The project required considerable human resources to clean and collect the data. If data had been published in a consistent and machine readable format, this would have been considerably easier.

The feedback below comes from people we asked to review the platform:

  1. When we tried to solicit for feedback and encourage journalists to use the visualisation in their reports, they still asked us ‘where are the stories?’. The visualisations gave a high level overview, useful to assess overall priorities and aid distribution, but more work with capacity building to help journalists understand and work with fiscal data is required to help them find the stories.
  2. Another reason journalists were reluctant to cover the story was that the data was not up-to-date enough. The most recent data available was from 2006 and the visualisation was completed in 2011.
  3. Further work needed on explanatory texts - what exactly can you do with the visualisation and what are the known limits?
  4. Visualisation inevitably implies a level of editorial judgement. We received a comment that if Uganda receives general budget support, all the bubbles should show a sliver of aid (since general budget support funds the overall budget, not specific sectors). In the current version, many sectors do not show a budget support component. The decision to show this at the top level only, and not in each of the sectors, was taken because by that point (i.e. at the sectoral level) it is then considered part of the Government of Uganda’s revenues.


OpenSpending is an international platform which allows anyone to upload and visualise government financial data. The database already holds many international, national and sub-national datasets and the software can easily be translated into other languages. OpenSpending is open source and open to contributions on any level from the community; contributing data or code and translation are the most common activities.

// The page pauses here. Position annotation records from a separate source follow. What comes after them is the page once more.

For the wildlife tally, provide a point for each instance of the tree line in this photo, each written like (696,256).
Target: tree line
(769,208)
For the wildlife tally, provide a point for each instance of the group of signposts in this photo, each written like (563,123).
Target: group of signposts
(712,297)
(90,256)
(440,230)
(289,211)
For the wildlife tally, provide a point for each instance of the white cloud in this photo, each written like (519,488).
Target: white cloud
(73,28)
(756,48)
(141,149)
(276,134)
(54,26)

A similar approach could be taken in other countries, and work currently underway on the standardisation of aid-sector codes may make this easier. In addition, possibilities of mapping IATI compliant aid data onto COFOG compliant budgets are being researched, although more granular standards may be required in order to accurately represent the data[1]. If standards were widely adopted, this approach could be replicated.

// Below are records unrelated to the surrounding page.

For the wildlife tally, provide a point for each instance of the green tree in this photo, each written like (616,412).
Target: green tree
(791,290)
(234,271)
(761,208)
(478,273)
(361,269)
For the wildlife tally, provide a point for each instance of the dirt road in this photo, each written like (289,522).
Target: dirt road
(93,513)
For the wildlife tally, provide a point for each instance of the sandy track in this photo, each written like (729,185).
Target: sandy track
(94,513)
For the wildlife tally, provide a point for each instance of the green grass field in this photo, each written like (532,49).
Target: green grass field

To extend the project further and make it even more useful, the following are needed:

  1. Aid information (but crucially, it needs to be timely, detailed and comparable): Donors representing over 30% of global Official Development Assistance already publish their data as of 18/11/2011, but more work will be needed to encourage the other 70% to do so.
  2. Budgets in a machine-readable format: some governments have already begun publishing these (e.g. Kenyan open data initiative); many others have budgets available online in PDF (including Uganda, Sierra Leone, for 2010).
  3. Mapping from aid to budgets: work is currently underway in this area.

Where next?

Possible further areas for exploration and development of the platform:

  1. Seeing budget in perspective of the legislative process, although this is a) difficult and b) only part of the story, as a lot of the most interesting changes happen when the Budget has been agreed and moves to the Executive.
  2. Heuristics: On a basic level, show average, maximum, minimum aid donations to a sector. Variance: flagging differences above/below a certain amount
  3. Comparisons, e.g. Spending relative to other districts. Ability to see the context of your current view: (what filters have you selected?).
  4. Feedback and comment features, ability to annotate data points as well as collections / facets of the data e.g. to show absence of data.

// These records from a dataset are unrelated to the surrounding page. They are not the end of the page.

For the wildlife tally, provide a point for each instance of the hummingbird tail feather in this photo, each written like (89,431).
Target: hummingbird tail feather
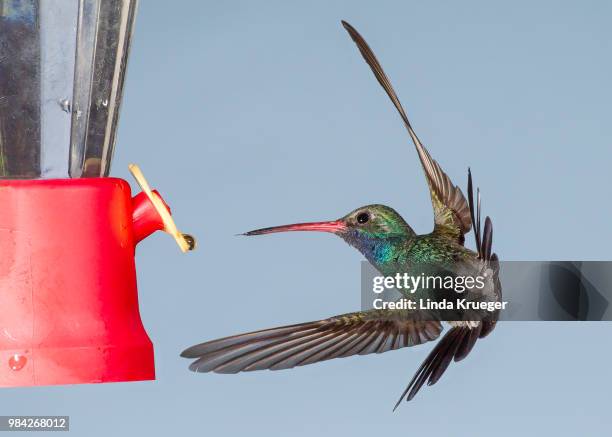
(455,344)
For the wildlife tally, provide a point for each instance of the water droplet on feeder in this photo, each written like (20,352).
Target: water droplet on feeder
(65,105)
(17,362)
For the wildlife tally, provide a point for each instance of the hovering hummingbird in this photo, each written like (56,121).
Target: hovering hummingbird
(390,245)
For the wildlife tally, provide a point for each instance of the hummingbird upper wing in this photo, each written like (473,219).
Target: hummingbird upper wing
(451,211)
(362,333)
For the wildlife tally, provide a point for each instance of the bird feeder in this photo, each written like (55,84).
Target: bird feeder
(68,297)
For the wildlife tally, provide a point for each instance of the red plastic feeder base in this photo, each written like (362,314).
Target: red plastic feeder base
(68,298)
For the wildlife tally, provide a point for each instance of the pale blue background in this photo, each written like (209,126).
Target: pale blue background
(250,114)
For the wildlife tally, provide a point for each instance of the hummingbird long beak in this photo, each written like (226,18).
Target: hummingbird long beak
(332,226)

Thanks for input from Mark Brough

[1]COFOG, which was designed specifically to describe the activities government undertakes, is an appropriate starting point to examine alignment between recipient budget classifications and existing international aid classifications. COFOG represents country sector and administrative classifications fairly well at aggregated levels, but at the lower levels tends not to disaggregate the functions of government in the same ways or to the same degree that many governments do‘ (Moon and Mills, 2010).